|Photo by Freeimages.com/jenny w.|
Sophie Campbell, The Daily Telegraph, September 16, 2016
Our UK expert's guide to visiting Stonehenge, including information on parking, buses, tickets, prices, tours, the best time of year to go and nearby hotels and restaurants.
Cremation ground? Sun worship site? Alien landing pad? The sight of Stonehenge with its broken circle of stones and mighty central trilithons standing in apparent isolation on Salisbury Plain has been mesmerising travellers for centuries. Right now it’s enjoying a renaissance, partly because its 1960s concrete excrescences have been swept away and replaced with an airy visitor centre a mile down the road, returning the stones to their full glory and explaining what is known of their story, but also because new finds and interpretations are announced all the time. The latest discovery of huge buried stones underneath the henge at Durrington Walls, a couple of miles away, reinforces the idea that Stonehenge is one component of a planned Neolithic landscape on a vast scale.
How to get there
Public transport: Green Traveller has made a video on getting to Stonehenge without using a car, including by bike, see greentraveller.co.uk/blog/travel-avebury-and-stonehenge-without-car
Bus: The Stonehenge Tour (01202 338420; thestonehengetour.info ) leaves from Salisbury, 10 miles/15km to the south, which has a mainline railway station. Bus only costs £14 adults, £9 children 5-15 or £40 families (up to two adults and three children) and including entry to Stonehenge and the hilltop site of Old Sarum £27, £17 or £78. You can pay extra to add Salisbury Cathedral entry. The first bus leaves Salisbury at 10am and the last one leaves Stonehenge at 6pm in autumn and 4pm in winter (hours are longer in summer, so check nearer the time.)
Vehicle: The visitor centre and car park (free for ticketholders) sit to the north of the A303, where the A360 and B3086 meet at Airman’s Corner. In summer traffic can back up to the Countess Roundabout: it may be worth westbound drivers taking the back route via the B3086 and the Packway south to Airman’s Corner.
Tour or no tour?
Interpretation and signage at the visitor centre are excellent, but audio guides for adults (£2) and for families (£6) are available on site (pick them up before you get the shuttle to the stones) or you can download them free onto your device from the App Store or Play Store. For an in-depth guide to the stones and their broader context, Blue Badge Tourist Guides ( britainsbestguides.org ) can be booked from approximately £230 per day.
Highlights for adults
Getting off the shuttle halfway, at Fargo Plantation, and wandering through the trees to see the mysterious – and much older - oblong ditch known as The Cursus, before approaching the stones as they should be approached (if possible): on foot.
Highlights for children
Seeing the recreated face of a 5,000-year old Neolithic man in the visitor centre and then being able to play in his house (the Neolithic village outside, based on remains found at Durrington Walls, often with re-enactors and demonstrations.)
Best time to visit
Winter. At the end of the day, to catch the sun going down behind the stones to the southwest – even better if it’s frosty. And of course the winter and summer solstices, when entrance is free, but you have to contend with mighty crowds.
Where to eat
The café in the visitor centre is light and bright with long wooden tables and decent food: you have to try the rock cakes, obviously, and the kitchen produces soups, sandwiches and salads and uses lots of produce from local suppliers.
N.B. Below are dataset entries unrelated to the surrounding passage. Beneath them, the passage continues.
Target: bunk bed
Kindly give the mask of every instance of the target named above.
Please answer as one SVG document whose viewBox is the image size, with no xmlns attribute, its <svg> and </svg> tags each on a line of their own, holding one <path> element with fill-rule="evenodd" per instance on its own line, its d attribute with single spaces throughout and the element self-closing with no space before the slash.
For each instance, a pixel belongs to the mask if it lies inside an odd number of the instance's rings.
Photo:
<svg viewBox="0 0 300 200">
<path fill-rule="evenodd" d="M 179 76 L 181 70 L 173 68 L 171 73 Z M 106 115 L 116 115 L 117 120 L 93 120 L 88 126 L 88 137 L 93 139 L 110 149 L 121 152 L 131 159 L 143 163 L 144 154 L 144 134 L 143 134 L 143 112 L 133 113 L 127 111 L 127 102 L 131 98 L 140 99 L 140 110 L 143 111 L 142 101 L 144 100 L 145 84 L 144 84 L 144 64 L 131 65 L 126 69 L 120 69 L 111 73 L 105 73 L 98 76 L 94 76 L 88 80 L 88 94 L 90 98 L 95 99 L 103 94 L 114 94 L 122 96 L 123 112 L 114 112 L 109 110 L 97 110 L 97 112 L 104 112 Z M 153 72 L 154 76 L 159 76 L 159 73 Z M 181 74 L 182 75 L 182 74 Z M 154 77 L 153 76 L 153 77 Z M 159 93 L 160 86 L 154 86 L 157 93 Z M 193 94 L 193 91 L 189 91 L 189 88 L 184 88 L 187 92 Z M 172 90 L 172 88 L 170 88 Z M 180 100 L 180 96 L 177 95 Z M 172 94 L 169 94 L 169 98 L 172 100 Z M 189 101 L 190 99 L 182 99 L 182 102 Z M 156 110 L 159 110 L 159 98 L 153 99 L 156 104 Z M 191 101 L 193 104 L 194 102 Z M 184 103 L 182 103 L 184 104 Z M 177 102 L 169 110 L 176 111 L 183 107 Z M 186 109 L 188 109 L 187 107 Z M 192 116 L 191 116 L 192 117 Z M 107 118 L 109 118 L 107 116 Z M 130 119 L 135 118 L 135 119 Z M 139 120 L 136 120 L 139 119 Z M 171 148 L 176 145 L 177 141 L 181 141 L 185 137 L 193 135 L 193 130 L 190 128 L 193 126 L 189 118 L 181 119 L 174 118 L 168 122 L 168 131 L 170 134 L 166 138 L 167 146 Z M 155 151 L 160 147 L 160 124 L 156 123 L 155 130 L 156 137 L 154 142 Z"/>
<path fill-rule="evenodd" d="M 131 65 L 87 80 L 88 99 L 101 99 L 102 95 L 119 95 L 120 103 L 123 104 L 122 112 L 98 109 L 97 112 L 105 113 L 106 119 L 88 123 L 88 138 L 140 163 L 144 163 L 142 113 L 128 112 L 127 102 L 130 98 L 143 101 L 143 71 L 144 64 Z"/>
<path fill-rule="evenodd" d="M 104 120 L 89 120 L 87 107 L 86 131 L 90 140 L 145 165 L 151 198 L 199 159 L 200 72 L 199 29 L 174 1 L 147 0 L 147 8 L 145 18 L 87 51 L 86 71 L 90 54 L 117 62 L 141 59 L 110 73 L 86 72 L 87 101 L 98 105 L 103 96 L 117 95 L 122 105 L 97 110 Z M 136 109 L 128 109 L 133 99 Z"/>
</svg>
For a pub lunch, drive six miles for a roaring fire and Sunday roasts at the Swan at Enford ( theswanenford.co.uk ) or a bit further for homemade food at the excellent Red Lion Freehouse at East Chisenbury ( redlionfreehouse.com ).
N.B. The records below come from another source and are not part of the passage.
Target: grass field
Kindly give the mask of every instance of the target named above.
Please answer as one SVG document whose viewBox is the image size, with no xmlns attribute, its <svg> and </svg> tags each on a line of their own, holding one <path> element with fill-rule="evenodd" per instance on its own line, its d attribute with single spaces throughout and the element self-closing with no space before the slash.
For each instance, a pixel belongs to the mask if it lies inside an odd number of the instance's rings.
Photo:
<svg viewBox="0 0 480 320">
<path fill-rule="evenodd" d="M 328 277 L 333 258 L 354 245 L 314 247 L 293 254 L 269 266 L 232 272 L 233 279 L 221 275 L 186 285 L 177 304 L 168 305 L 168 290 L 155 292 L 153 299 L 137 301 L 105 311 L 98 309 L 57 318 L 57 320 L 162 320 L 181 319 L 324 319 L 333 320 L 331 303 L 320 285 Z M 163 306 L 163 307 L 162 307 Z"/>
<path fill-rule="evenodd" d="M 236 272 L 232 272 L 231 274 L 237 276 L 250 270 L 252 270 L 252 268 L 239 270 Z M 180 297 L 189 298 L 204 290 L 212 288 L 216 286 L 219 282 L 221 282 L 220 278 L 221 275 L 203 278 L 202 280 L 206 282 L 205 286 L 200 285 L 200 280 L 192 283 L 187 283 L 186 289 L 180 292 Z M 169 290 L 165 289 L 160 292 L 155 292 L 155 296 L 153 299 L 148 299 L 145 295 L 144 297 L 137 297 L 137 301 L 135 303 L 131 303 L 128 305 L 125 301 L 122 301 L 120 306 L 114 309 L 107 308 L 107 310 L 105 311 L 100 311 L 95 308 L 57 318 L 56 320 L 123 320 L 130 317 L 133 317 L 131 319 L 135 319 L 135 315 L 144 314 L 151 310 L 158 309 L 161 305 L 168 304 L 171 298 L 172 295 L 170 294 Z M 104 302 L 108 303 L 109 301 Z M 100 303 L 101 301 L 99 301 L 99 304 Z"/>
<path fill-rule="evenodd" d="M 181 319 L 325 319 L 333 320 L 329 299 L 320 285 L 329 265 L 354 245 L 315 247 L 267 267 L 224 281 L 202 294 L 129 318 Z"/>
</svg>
Pass the entrance to the stones and follow the fence round to the north, veering down the faint parallel lines in the grass known as The Avenue. About 100 yards downhill, turn and look back to see the stones silhouetted against the sky.
Park at Woodhenge Car Park ( english-heritage.org.uk/visit/places/woodhenge ) near Durrington Walls and walk to Stonehenge across National Trust land. It takes about an hour, at a leisurely pace. Irritatingly, you have to walk past the stones to validate your tickets at the visitor centre, then double back.
Stonehenge, Amesbury, Wiltshire SP4 7DE (0370 333 1181; english-heritage.org.uk/visit/places/Stonehenge ) opens daily 9.30am to 7pm (March to October to March) and 9.30am to 5pm (October to March). Gift Aid tickets bought online cost £16 adults aged 16-59, £9.60 children aged 5-15 (infants free), £14.40 concessions (16-17 years or over 60s) and £41.60 families (up to two adults and three children). Tickets are timed entry. English Heritage and National Trust members and carers for disabled visitor must book their free tickets in advance.